The County Court on appeal from a lower court judgment of conviction in a criminal proceeding can only review the judgment below. It is not a trial de novo. Where questions of facts are reviewed, the County Court can only reverse the decision below, where it appears that the decision of that court was so clearly against the weight of the evidence that the court could *381not reasonably have arrived at the decision which it did. (People ex rel. Case v. Case, 138 Misc. 131 [Oneida County Court, 1930, Hazard, J.].)

Where such findings are not clearly against the weight of the evidence they will not be disturbed on appeal. (People v. Lembo, 8 N. Y. S. 2d 744 [Westchester County Court] citing People v. Case, supra.)

The record on appeal contains the testimony of Constable John Wilkinson, which if believed by the Trial Justice would be sufficient to sustain a conviction. He testified:

Q. What were the markings on the highway when the defendant started to pass the two cars ahead of him? A. The markings were two lines consisting of a broken white line and a solid white line on the right side or defendant’s side of the highway.

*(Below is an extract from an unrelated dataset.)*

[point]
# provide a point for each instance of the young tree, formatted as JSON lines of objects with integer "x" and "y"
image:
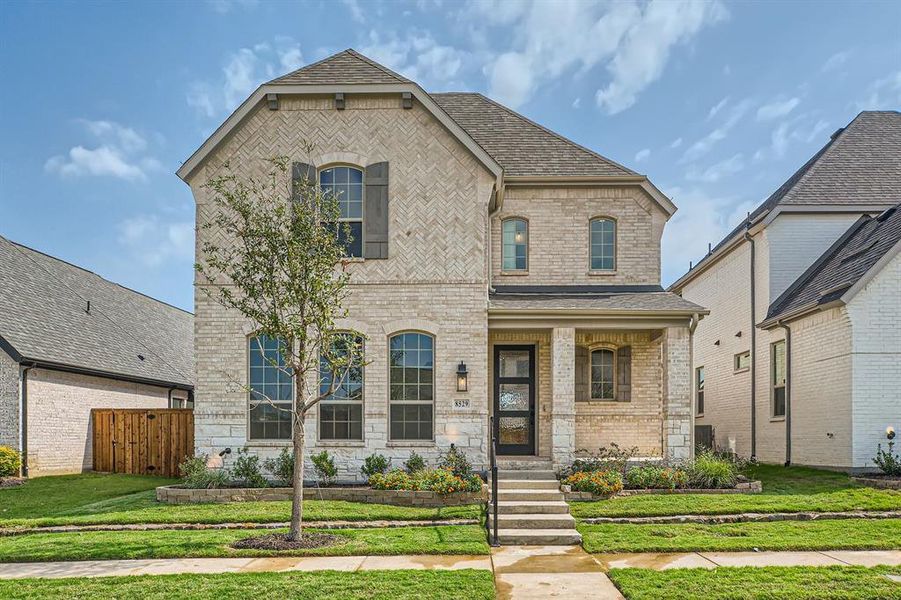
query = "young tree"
{"x": 272, "y": 254}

Q. How long would you say this solid white line along with the other line continue after the defendant started to pass these other vehicles? A. The solid white line continues around the curve before the Village of Clinton line and the broken white line becomes a second solid white line around the curve. 46. 42. 42.

Q. At what point did the defendant start to pass? A. Just north of the Drive-in — he got out of the line of traffic, crossing the solid line on his side of the highway and as he continued out of the line of traffic he crossed back over the double solid white line. (Transcript, pp. 1-2.)

It is true that both the defendant and the witness who was riding with him denied crossing either the solid white line on his side of the highway or the double white line. It may well be that defendant’s version of the facts is correct but the appellate court cannot substitute its judgment for that of the trial court. The weight of the evidence does not depend upon the number of witnesses sworn on either side, but on the quality of the testimony given and the credibility of the witnesses. The question of credibility cannot be determined from a reading either of the testimony given or the affidavit on appeal. The Trial Justice who saw the witnesses and heard their testimony alone can determine that question. His determination of the facts is conclusive. (People v. Lukowsky, 94 Misc. 500.)

Since an examination of the record on appeal does not show that the findings of fact are clearly against the weight of the evidence, they cannot be disturbed on appeal.

The judgment of conviction is affirmed.